Going back to Psalm 133, the Holy Spirit was first speaking about the temple as it existed on Mount Zion.  He spoke of the unity of God’s people being like the dew of Hermon which falls on the tops of Mount Zion in Jerusalem — in other words, on the temple.  The temple is where Yahweh “commanded the blessing, life forevermore.”  The temple is where God’s people would go to make the sacrifices for sin which spoke of the promised reconciliation in the Messiah.  As a place of blood and death it pointed to substitutionary atonement, and therefore, eternal life.

But how are believers today to find encouragement from these words?  By asking ourselves, “Where is the temple today?” and then applying the New Testament’s four-fold answer.

First and foremost, God has commanded blessing and life forevermore in the temple of Christ’s body.  He was where our sacrifice for sins was made.  We have blessings because of what happened with the New Testament temple.  We have eternal life because that temple was destroyed and then raised up again in three days – as Christ prophesied in John 2:19.

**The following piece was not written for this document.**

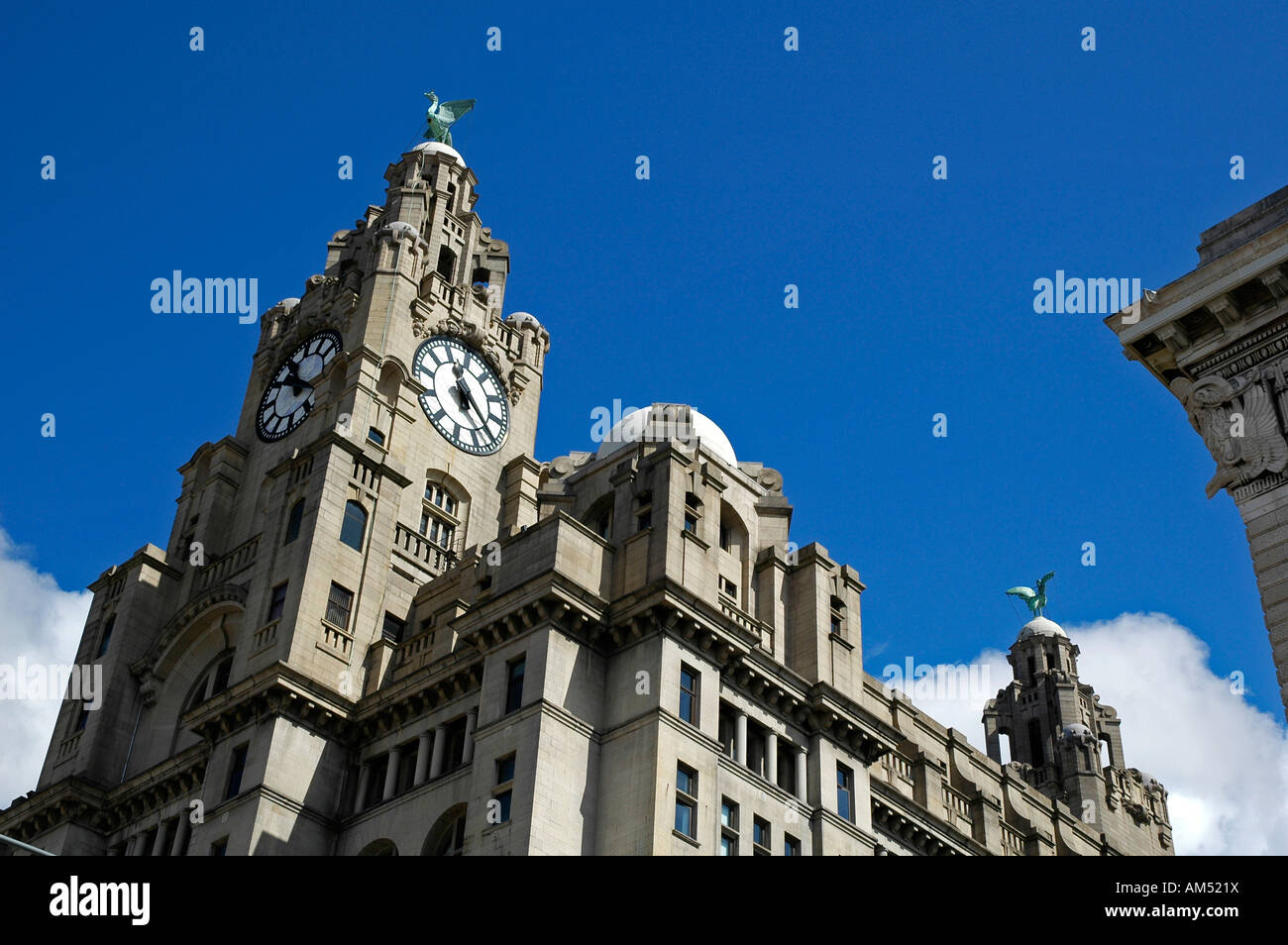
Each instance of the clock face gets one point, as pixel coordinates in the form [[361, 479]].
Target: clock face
[[464, 398], [290, 394]]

God has also commanded blessing and life forevermore in Christ’s body, the church.  The church is where the means of grace point us to the gospel.  The preaching of the Scriptures and the administration of the sacraments both tell us of God’s grace in Jesus Christ.  The church is also where we’re discipled for life in Christ.  God’s blessings are heaped upon us corporately through this manifestation of the New Testament temple.

What about the individual believer as a temple of the Holy Spirit?  If we’re Christians, the Spirit has regenerated us.  That has brought us the blessing of faith.  That has connected us to Christ and life in him.  The Spirit also constantly works renewal and holiness in our lives.  You see, God has lavished us with blessing and eternal life in these fleshly temples too.

Finally, we need to reflect on the new creation temple in Revelation 21.  There, because of the gospel of Christ’s redemption, we’ll certainly experience God’s blessing and life forevermore.  It will all culminate in this eternal joy in God’s presence.  The blessings of the original Old Testament temple pointed ahead to Christ and the blessings in this temple will point back to Christ and his cross.  Blessings and life forevermore will be based on the worthy Lamb who was slain.

Embedded in the biblical idea of the temple is God’s grace in effecting reconciliation with sinners.  God never owed it to the Israelites to dwell among them, nor did anyone ever deserve to have Christ dwell on this earth to suffer and die for sinners.  However, also embedded in the idea, in both the Old Testament and New Testament, is human responsibility.  Israelite believers were called by God to approach him at the temple with sacrifices.  Today, we’re called by God to approach him through Jesus Christ.  We’re “to enter into the temple” through faith in our Redeemer.  We’re called to be “living stones” in his temple, to be living members of his body, the church.  We’re called to keep ourselves holy as temples of the Holy Spirit.  Now, as we walk in faith, we can look forward to blessings and life forevermore in the ultimate fulfilment of the temple in the age to come.